The offshore industry is currently in the middle of an ongoing process of reducing its carbon footprint for subsea production systems while expanding into the market of large-scale injection of carbon dioxide into subsea wells.
This paper outlines a systematic low-risk approach for incorporating battery-powered all-electric subsea trees into existing subsea production systems, providing significant reduction in CO2 emissions for today’s applications and laying the groundwork for low-cost carbon-capture-and-storage (CCS) subsea trees and field architectures. By using battery-powered all electric subsea trees for brownfields, it will be possible to tap into existing conventional electrohydraulic subsea infrastructures with minimal impact to the existing topside and subsea systems. This will significantly increase the technology readiness level (TRL) and at the same time serve as an enabler for a seamless introduction of this technology for CCS applications. These developments will likely involve very long tiebacks and layouts different from the ones commonly found today. However, electric technologies are a perfect fit for this application.

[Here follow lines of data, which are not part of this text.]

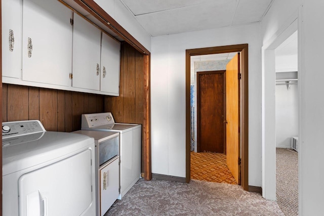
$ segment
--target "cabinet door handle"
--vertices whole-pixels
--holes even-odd
[[[28,37],[28,57],[31,57],[31,52],[32,51],[32,44],[31,43],[31,38],[30,37]]]
[[[14,44],[15,43],[15,37],[14,37],[14,31],[9,30],[9,51],[14,51]]]
[[[103,189],[107,190],[107,172],[103,173]]]
[[[102,69],[102,78],[105,78],[106,77],[106,68],[104,66]]]

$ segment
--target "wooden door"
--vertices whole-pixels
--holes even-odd
[[[240,184],[239,139],[239,53],[226,65],[226,160],[236,182]]]
[[[197,152],[224,153],[225,71],[197,73]]]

There are two major technologies that can support that successful journey. First are the battery systems, which will provide “trickle-charge” functionality. This will help keep the power demand of the distribution system to a minimum, enabling the utilization of simplified umbilical and distribution systems. The second element includes a suite of electric actuators that are highly configurable in terms of their actions, power requirements, and communication interfaces.
This provides a high degree of flexibility for today’s applications and the challenges of the future to come.